The current policy is vague in its wording around electronic transmission of prescriptions.
While the policy is flattering about EMR and electronic prescribing, the College must be clear about whether it permits or does not permit emailing of prescriptions
In other words is the College part of the solution in getting rid of faxconversion at both ends or part of the ongoing problem.
It is extremely important for the profession to clearly know where this roadblock lies so their attention can be focused on that obstruction
My thoughts on the Prescribing Drugs policy:
1. I did like where the previous policy specifically stated that if a physician is going to prescribe a chronic medication, he or she should also follow-up with that patient to ensure that a) the side effects are manageable and b) the dosage is correct. The current policy simply says follow-up as needed (with whom?). As an emergency physician, part of the reason I don’t typically prescribe chronic medications is because I almost never see a patient again. Having this spelled out in the prior CPSO policy was helpful to aid my non-emergency physician colleagues (e.g. cardiologists, internists, etc) to understand why we as emergency physicians are reluctant to start emergency patients (who are being discharged from the ED) on new chronic medications (eg. antihypertensives, anticoagulants, etc). Of course, this displays a fundamental misunderstanding of the purpose of emergency medicine, which is to stabilize the emergent condition, then to hand the baton of care back to the longitudinal care providers, rather than to try to take on preventative (ongoing) care. But having it explicitly stated in the previous CPSO policy facilitated understanding by other types of physicians, who could finally grasp why emergency physicians don’t usually initiate chronic, preventative medications (but instead refer the patient to their longitudinal care provider to do so).
2. I do not agree with the section, “Some physicians have blanket ‘no refill’ policies, meaning they will not authorize refills for any patient, for any drug, in any circumstance. The College prohibits the use of blanket ‘no refill’ policies because they are not consistent with patient-centered care and have no clinical basis”. While I do not have a ‘blanket’ no refill policy, per se, as an emergency physician I almost never give out refills, nor should I, based on the single exposure I had to the patient sometime in the past.

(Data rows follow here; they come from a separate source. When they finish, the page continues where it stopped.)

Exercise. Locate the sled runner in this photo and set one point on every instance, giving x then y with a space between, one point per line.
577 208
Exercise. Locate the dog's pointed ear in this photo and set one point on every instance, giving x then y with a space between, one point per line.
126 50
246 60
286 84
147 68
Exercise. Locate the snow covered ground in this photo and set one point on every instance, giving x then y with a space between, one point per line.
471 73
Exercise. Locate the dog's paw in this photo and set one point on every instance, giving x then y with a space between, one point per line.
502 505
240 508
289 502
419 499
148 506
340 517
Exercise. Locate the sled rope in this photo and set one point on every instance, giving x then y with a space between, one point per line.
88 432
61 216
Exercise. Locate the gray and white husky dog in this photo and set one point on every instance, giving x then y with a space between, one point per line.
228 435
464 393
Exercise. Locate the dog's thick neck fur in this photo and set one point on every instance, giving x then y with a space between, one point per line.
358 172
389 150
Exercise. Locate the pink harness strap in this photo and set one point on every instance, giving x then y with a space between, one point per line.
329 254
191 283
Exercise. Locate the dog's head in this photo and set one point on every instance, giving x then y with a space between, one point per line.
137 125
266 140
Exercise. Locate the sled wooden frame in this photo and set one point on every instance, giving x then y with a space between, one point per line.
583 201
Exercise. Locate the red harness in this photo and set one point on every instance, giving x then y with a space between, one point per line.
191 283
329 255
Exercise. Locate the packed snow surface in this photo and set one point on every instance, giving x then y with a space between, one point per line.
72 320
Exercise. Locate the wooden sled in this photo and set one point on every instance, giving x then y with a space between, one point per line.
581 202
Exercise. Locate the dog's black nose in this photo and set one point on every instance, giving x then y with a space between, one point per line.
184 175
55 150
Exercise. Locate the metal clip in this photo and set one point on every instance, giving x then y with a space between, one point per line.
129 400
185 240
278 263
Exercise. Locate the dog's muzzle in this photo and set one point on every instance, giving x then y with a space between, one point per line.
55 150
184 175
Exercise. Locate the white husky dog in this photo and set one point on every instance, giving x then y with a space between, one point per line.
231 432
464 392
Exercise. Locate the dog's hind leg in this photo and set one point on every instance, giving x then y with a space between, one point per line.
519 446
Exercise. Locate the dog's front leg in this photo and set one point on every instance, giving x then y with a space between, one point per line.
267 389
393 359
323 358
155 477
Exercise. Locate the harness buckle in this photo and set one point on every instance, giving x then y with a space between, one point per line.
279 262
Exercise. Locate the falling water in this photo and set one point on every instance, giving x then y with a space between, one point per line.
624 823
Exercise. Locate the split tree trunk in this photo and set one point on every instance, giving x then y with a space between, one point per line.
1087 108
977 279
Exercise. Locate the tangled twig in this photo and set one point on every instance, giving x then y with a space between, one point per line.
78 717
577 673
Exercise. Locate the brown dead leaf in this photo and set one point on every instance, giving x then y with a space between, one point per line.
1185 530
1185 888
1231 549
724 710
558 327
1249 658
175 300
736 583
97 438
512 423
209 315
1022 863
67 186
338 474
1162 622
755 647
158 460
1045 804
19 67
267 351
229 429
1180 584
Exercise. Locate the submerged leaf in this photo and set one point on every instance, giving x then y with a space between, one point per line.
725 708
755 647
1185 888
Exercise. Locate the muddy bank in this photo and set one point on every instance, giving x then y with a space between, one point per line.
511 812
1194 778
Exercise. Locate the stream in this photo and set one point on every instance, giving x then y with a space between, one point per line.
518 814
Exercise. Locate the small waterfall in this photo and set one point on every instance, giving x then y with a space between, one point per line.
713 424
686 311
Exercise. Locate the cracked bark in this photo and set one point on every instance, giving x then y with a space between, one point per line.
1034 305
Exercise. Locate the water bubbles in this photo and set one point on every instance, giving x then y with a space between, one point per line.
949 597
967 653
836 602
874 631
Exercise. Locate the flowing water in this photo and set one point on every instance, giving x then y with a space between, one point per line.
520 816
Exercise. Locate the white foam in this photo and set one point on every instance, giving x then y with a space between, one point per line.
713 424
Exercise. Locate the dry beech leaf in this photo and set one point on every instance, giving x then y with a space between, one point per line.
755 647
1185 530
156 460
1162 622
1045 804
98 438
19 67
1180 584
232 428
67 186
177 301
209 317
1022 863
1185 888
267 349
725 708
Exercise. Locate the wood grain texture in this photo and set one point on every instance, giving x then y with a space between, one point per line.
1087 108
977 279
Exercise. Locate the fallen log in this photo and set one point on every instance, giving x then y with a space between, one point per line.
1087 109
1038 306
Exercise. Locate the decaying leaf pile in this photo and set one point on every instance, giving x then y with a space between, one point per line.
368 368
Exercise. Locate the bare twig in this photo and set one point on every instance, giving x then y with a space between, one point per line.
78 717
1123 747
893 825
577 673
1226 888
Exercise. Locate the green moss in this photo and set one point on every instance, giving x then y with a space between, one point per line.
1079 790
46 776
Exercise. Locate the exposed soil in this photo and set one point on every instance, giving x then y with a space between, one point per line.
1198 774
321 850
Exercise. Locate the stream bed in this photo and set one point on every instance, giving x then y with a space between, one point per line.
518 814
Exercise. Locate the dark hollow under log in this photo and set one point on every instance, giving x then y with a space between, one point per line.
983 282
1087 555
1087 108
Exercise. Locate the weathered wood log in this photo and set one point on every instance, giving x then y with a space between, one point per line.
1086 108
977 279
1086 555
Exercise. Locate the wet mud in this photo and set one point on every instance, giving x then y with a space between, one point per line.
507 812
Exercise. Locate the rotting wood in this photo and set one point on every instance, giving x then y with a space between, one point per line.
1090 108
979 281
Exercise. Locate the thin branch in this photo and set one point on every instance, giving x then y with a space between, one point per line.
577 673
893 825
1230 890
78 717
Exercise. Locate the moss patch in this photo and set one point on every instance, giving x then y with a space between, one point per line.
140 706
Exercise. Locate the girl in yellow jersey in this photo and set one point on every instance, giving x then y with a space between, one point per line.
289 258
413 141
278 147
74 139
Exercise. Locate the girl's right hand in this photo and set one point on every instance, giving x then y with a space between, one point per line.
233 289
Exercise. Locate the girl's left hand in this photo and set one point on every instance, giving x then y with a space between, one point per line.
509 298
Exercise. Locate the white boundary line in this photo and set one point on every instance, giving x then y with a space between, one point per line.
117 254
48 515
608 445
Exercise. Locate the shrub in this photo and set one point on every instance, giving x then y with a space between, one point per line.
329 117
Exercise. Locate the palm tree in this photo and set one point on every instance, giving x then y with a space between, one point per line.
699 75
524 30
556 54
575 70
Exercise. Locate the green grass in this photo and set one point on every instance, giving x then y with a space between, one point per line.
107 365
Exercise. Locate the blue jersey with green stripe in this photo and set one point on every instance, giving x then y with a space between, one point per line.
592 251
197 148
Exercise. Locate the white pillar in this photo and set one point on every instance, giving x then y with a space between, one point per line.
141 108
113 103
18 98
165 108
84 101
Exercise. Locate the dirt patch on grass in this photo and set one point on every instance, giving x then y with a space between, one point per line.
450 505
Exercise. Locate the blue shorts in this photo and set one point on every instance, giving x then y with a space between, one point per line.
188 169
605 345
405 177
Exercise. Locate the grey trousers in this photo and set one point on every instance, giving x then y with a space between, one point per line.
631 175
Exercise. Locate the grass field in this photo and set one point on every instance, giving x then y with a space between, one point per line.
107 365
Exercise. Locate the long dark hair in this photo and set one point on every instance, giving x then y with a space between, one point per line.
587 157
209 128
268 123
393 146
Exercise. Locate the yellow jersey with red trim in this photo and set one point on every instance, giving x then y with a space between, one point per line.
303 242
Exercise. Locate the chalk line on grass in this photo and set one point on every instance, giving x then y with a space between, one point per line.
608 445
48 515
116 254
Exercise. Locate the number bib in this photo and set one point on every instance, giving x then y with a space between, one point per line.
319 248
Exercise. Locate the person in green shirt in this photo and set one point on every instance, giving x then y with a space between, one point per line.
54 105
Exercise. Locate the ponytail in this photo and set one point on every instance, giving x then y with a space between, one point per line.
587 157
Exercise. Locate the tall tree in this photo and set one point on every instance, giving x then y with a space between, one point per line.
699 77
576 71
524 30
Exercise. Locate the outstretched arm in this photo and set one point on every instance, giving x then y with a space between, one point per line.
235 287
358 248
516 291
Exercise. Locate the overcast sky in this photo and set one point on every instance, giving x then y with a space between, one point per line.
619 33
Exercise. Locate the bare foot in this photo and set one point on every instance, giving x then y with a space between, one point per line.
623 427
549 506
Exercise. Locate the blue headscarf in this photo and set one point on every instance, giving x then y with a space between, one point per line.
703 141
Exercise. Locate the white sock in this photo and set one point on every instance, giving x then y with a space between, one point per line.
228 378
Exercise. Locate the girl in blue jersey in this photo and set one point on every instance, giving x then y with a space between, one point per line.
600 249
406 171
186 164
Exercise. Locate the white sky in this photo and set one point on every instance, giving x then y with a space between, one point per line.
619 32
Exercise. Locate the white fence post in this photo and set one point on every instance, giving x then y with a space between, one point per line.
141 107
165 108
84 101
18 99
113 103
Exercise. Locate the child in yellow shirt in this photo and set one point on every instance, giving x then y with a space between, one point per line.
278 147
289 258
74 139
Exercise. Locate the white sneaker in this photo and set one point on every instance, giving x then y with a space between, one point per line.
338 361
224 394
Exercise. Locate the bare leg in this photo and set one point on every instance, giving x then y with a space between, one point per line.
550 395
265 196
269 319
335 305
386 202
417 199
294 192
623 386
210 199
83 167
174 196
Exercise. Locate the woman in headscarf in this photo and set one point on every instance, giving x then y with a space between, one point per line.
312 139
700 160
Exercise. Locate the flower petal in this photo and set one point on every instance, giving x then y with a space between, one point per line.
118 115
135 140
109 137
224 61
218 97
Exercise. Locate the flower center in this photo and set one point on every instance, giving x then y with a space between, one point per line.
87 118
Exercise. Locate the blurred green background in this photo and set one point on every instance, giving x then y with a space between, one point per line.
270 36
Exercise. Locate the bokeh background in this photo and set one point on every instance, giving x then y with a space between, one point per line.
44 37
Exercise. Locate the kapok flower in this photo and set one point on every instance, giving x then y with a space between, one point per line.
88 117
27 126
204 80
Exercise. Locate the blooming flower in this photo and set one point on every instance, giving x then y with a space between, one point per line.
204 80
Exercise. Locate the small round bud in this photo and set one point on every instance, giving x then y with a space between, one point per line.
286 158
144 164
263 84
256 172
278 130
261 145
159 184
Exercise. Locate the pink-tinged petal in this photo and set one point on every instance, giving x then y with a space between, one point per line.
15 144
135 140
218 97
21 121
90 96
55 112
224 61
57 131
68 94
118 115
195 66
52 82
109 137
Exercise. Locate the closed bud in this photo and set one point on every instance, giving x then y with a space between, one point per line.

Things may have changed since then, and as I have no ongoing relationship with the patient in order to determine this (i.e. to see the patient again), it is inappropriate for me to refill medications that were appropriate a month ago. Nor can I even tell the patient to come back to the ER to see me (can you imagine the increase in emergency care resource use if all ER physicians did this, in response to this policy?? A sudden increase in ED visits in Ontario would not be beneficial to the health care system), since I don’t work regular hours (e.g. Wednesdays from 9-5). My shifts have no pattern to them, so the patient would have to ‘guess’ when I am working in the ER, in order to see me again.